"The law enforcement view of marijuana was indelibly shaped by the fact that it was initially connected to brown people from Mexico and subsequently with black and poor communities in this country. Police in Texas border towns demonized the plant in racial terms as the drug of 'immoral' populations who were promptly labeled 'fiends.'
"As the legal scholars Richard Bonnie and Charles Whitebread explain in their authoritative history, 'The Marihuana Conviction,' the drug’s popularity among minorities and other groups practically ensured that it would be classified as a 'narcotic,' attributed with addictive qualities it did not have, and set alongside far more dangerous drugs like heroin and morphine.

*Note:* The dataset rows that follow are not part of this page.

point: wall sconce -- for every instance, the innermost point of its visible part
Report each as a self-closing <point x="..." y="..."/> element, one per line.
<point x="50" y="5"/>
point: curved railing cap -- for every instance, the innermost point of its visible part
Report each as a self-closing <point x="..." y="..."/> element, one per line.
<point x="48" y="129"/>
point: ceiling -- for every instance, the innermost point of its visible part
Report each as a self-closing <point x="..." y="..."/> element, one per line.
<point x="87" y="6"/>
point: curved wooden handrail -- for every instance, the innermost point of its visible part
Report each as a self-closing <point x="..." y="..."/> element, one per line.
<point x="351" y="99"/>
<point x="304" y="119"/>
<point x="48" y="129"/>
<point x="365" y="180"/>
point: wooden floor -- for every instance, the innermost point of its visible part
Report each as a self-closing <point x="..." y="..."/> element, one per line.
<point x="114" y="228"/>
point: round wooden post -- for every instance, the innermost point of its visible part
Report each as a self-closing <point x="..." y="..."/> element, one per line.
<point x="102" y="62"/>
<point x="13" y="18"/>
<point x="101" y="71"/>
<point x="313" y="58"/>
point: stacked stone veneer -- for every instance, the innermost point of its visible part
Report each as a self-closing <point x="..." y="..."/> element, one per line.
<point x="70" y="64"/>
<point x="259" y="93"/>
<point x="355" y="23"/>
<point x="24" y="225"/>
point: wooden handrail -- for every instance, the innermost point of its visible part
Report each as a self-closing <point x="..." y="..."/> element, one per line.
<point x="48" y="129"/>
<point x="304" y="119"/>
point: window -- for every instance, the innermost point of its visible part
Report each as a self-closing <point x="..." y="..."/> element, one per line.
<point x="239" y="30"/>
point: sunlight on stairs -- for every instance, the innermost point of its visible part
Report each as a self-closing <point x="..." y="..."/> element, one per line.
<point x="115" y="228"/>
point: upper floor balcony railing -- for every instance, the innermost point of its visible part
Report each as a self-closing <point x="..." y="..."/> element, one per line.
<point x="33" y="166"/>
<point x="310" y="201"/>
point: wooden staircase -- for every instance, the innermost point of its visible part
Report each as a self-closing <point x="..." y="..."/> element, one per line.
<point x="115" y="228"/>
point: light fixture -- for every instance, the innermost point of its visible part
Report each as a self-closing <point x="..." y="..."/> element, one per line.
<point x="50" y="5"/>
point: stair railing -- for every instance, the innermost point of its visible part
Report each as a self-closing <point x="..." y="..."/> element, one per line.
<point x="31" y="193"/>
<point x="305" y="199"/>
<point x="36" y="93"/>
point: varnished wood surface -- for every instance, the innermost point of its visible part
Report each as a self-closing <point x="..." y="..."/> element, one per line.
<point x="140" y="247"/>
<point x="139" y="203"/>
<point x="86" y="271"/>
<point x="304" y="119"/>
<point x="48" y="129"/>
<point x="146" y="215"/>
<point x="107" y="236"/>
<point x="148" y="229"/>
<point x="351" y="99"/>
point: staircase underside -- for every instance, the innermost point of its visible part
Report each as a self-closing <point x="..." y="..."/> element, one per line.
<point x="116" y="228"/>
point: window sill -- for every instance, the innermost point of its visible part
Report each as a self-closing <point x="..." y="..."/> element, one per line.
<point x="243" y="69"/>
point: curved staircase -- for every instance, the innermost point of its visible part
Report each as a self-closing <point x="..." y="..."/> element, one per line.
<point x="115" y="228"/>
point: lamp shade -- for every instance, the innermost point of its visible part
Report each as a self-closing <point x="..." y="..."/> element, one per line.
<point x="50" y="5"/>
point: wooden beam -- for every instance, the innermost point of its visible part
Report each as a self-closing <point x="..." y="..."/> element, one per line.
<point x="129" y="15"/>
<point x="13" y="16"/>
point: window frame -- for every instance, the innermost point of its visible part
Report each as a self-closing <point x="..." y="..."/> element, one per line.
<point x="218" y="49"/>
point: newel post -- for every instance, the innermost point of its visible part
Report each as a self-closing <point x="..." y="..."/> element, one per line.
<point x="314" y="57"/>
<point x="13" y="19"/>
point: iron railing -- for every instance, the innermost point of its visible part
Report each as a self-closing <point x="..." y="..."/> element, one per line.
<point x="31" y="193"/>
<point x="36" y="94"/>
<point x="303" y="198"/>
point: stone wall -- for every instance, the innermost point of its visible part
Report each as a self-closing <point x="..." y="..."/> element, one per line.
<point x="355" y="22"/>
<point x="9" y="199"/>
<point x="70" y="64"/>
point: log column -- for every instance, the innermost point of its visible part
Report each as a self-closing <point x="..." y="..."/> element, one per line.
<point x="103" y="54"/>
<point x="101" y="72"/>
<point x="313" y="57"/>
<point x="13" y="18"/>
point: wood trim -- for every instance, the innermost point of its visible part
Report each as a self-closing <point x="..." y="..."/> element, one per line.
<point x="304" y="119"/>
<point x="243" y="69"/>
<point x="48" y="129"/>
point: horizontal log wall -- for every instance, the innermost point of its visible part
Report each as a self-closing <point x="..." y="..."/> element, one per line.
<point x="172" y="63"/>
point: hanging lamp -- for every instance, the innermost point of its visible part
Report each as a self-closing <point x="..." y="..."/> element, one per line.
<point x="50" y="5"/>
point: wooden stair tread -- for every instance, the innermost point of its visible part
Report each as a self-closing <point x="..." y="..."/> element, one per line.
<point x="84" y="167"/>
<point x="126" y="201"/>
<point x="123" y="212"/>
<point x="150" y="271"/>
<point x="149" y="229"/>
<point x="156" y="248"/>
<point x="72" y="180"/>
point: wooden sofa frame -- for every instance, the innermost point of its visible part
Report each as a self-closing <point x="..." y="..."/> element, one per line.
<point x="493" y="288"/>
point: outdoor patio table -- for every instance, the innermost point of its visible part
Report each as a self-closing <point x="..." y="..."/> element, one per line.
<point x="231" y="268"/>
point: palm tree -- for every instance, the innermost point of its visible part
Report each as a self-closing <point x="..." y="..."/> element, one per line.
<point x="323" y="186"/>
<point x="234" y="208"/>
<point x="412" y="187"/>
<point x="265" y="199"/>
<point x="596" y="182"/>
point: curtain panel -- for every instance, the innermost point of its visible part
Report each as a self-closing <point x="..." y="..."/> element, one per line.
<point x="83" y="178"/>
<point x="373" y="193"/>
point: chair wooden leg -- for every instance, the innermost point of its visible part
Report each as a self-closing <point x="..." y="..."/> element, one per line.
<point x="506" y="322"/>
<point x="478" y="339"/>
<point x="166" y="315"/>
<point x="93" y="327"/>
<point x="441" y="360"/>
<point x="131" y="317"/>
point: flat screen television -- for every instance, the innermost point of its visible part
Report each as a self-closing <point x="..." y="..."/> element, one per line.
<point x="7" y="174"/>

"By the early 1930s, more than 30 states had prohibited the use of marijuana for nonmedical purposes. The federal push was yet to come.
"The stage for federal suppression of marijuana was set in New Orleans, where a prominent doctor blamed 'muggle-heads' — as pot smokers were called — for an outbreak of robberies. The city was awash in sensationalistic newspaper articles that depicted pushers hovering by the schoolhouse door turning children into 'addicts.' These stories popularized spurious notions about the drug that lingered for decades. Law enforcement officials, too, trafficked in the 'assassin' theory, under in which killers were said to have smoked cannabis to ready themselves for murder and mayhem."
Brent Staples, "The Federal Marijuana Ban Is Rooted in Myth and Xenophobia," July 29, 2014.